Palo Alto said it found the malicious files were stored on 4sync's cloud storage and distributed by obfuscating filenames by using URL shortening services. Users were then duped into opening the files which, in turn, installed the malicious payloads. The malware used the Nicehash marketplace to sell the stolen processor power, harvested by the malware, to generate Monero cryptocurrency.

Although this particular scam wasn't detected in Australia – most of the victims were in South America and Asia – we can expect these types of scams to reach our shores.

This isn't the first time Monero has been used by threat actors and criminals. In another recent cryptojacking operation, Malware used YouTube adds to mine cryptocurrency using the computing resources of its victims.

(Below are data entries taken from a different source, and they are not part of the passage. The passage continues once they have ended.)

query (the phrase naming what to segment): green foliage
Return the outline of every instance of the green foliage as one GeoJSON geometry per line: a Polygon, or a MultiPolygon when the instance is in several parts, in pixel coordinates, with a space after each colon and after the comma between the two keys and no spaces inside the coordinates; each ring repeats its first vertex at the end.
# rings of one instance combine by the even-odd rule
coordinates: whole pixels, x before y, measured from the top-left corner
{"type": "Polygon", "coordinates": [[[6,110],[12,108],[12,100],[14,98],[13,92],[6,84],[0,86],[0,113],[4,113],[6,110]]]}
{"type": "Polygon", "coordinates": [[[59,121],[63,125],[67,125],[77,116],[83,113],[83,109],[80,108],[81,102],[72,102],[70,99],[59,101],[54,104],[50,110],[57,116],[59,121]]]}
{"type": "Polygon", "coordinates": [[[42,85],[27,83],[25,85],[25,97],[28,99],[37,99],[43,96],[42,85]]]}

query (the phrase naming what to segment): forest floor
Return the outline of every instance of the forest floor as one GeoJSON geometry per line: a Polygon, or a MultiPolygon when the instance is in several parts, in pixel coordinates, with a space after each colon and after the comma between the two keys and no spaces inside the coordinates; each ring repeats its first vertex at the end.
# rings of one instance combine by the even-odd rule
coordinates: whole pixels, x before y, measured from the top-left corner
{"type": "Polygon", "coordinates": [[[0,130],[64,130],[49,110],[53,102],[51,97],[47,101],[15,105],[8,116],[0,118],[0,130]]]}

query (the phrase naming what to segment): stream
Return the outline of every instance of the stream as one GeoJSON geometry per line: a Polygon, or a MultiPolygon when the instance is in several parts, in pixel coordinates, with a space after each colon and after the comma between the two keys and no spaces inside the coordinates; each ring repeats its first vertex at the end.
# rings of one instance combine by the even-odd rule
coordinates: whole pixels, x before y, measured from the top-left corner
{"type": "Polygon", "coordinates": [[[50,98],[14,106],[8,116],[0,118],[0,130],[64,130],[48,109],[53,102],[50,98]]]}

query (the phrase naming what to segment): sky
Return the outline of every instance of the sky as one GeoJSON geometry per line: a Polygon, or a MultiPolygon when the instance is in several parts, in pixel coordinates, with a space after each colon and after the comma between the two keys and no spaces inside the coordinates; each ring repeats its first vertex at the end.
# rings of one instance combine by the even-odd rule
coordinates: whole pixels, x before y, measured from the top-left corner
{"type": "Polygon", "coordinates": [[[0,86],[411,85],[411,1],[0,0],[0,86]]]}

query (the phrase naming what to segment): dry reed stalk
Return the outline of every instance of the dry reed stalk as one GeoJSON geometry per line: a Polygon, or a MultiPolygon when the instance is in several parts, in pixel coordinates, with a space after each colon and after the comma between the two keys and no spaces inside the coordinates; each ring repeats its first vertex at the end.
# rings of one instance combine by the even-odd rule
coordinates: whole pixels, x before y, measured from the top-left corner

In that case, Trend Micro said the bad guys used CoinHive – a supplier of cryptojacking software who skims 30% of the profit generated when their software is used.

With the days of the script-kiddy behind us, online crime has moved from malice and damage to commerce and greed. If you want to know where the bad guys are working, you simply need to follow the money. And with Monero one of the more highly rated cryptocurrencies on the market, it's unsurprising that criminals are targeting it as a way of generating funds.

If your computer starts running slowly, use a system utility like Activity Monitor on a Mac or Task Manager with Windows to check if your processor is getting thrashed when it should otherwise be idle. That may be a sign you've been cryptojacked.